Packers are in need of relief from the fed cattle price, or they need a strong run in the cutout price. However, the shadow looming in the corner is the ramp-up in poultry production that could squash any hopes of pushing the cutout price further due to relative prices between beef and poultry products.
TENNESSEE AUCTIONS: On Tennessee auctions this week compared to a week ago steers and bulls were $3 to $8 lower. Heifers were mostly steady. Slaughter cows were $1 to $3 lower while bulls were $3 lower. Average receipts per sale were 649 head on 12 sales compared to 825 head on 12 sales last week and 940 head on 10 sales last year.
OUTLOOK: Feeder cattle futures prices took a ride this week but there is little change to speak of. Most contract months saw prices fall the $3 per hundredweight limit on both Tuesday and Wednesday before rebounding the $3 per hundredweight limit on Thursday. The volatility and quick movements of the market could be some concern to those trading futures whether in a speculative position or trying to hedge cattle. However, fluctuations on the cash market have been less of a concern.
Volatility in feeder cattle futures are driven by a number of factors. The most closely related factors driving the feeder cattle market are corn prices and live cattle prices. The December corn futures price has increased more than 30 cents a bushel since the first day of October which would generally apply downward pressure to feeder cattle prices.
Additionally, live cattle futures have met some resistance which would provide resistance to feeder cattle futures. However, the fed cattle cash price has not witnessed the same struggles.
Additionally, the aforementioned factors do not appear to be the cause of the sudden seesaw effect. The driver of volatility appears to be socio-economic factors and the broader macro economy. When the general marketplace is viewed as being weak or slower to develop than expected then investment dollars are often pulled from the market.

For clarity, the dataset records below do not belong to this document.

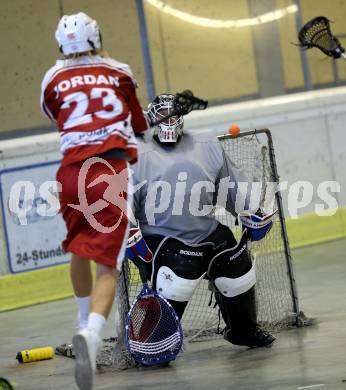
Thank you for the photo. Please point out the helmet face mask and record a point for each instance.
(169, 131)
(78, 34)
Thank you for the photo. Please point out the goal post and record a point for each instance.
(276, 293)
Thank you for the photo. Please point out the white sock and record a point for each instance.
(83, 304)
(96, 322)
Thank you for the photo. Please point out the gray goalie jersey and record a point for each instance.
(179, 186)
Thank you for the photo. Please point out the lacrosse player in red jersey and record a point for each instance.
(92, 100)
(184, 177)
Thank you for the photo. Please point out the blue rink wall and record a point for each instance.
(309, 139)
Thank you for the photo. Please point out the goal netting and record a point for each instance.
(276, 298)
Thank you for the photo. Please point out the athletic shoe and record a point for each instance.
(256, 338)
(86, 346)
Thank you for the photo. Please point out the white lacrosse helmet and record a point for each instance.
(170, 130)
(78, 34)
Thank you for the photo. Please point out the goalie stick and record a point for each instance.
(317, 33)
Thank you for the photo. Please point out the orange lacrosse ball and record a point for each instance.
(234, 130)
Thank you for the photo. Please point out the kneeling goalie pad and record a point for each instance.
(178, 268)
(231, 271)
(257, 226)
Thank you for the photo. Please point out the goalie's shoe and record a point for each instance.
(257, 338)
(86, 347)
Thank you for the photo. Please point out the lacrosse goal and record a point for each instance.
(276, 297)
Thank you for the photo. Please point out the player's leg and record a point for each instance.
(81, 277)
(233, 278)
(177, 269)
(88, 240)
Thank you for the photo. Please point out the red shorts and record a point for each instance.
(97, 223)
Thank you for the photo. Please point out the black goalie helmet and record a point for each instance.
(170, 130)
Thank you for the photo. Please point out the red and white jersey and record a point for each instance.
(93, 102)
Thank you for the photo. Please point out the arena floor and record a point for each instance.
(306, 358)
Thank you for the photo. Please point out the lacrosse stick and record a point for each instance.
(317, 33)
(184, 103)
(153, 332)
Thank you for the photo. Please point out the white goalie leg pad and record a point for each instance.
(173, 287)
(229, 287)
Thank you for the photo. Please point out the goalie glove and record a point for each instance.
(137, 247)
(257, 225)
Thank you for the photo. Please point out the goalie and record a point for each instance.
(181, 178)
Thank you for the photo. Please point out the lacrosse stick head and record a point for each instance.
(170, 130)
(317, 33)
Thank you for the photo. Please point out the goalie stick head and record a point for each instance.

There is a concern domestically in relation to retail beef prices escalating and the consumer’s willingness to pay for beef as prices increase. However, the broader industry is keeping an eye on places like China where economic growth has slowed and an underwhelming performance in Europe as of late.
Returning to the local market for feeder cattle, auction market prices were hampered by the same factors as the futures market, but it is more likely the rebound in corn prices played more of a factor in the failure of prices to maintain status quo. One benefit to folks selling calves and yearlings is that farmer-feeders continue to find more value in walking their corn to market than hauling it in a hopper bottom. This trend is not likely to change this year.
TECHNICALLY SPEAKING: Based on Thursday’s closing prices, October live cattle closed at $165.25. Support is at $163.67, then $161.30. Resistance is at $166.05, then $168.42. The RSI is 62.88. December live cattle closed at $165.30. Support is at $163.29, then $160.19. Resistance is at $166.39 then $169.49. The RSI is 57.82. February live cattle closed at $164.10. Support is at $162.30, then $161.55. Resistance is at $164.25, then $166.00. The RSI is 54.89. November feeders closed at $237.15. Support is at $233.55, then $228.15. Resistance is at $238.95 then $244.35. The RSI is 59.53. January feeders closed at $231.13. Support is at $228.13, then $226.18. Resistance is at $233.10 then $234.13. The RSI is 59.89. March feeders closed at $229.65. Support is at $226.70, then $226.35. Resistance is at $231.30, then $232.70. The RSI is 59.46. Friday’s closing prices were as follows: Live/fed cattle – October $165.05 -0.20; December $165.05 -0.25; February $164.03 -0.08; Feeder cattle - October $238.45 -1.75; November $234.15 -3.00; January $228.13 -3.00; March $226.65 -3.00; December corn closed at $3.48 down $0.04 from Thursday.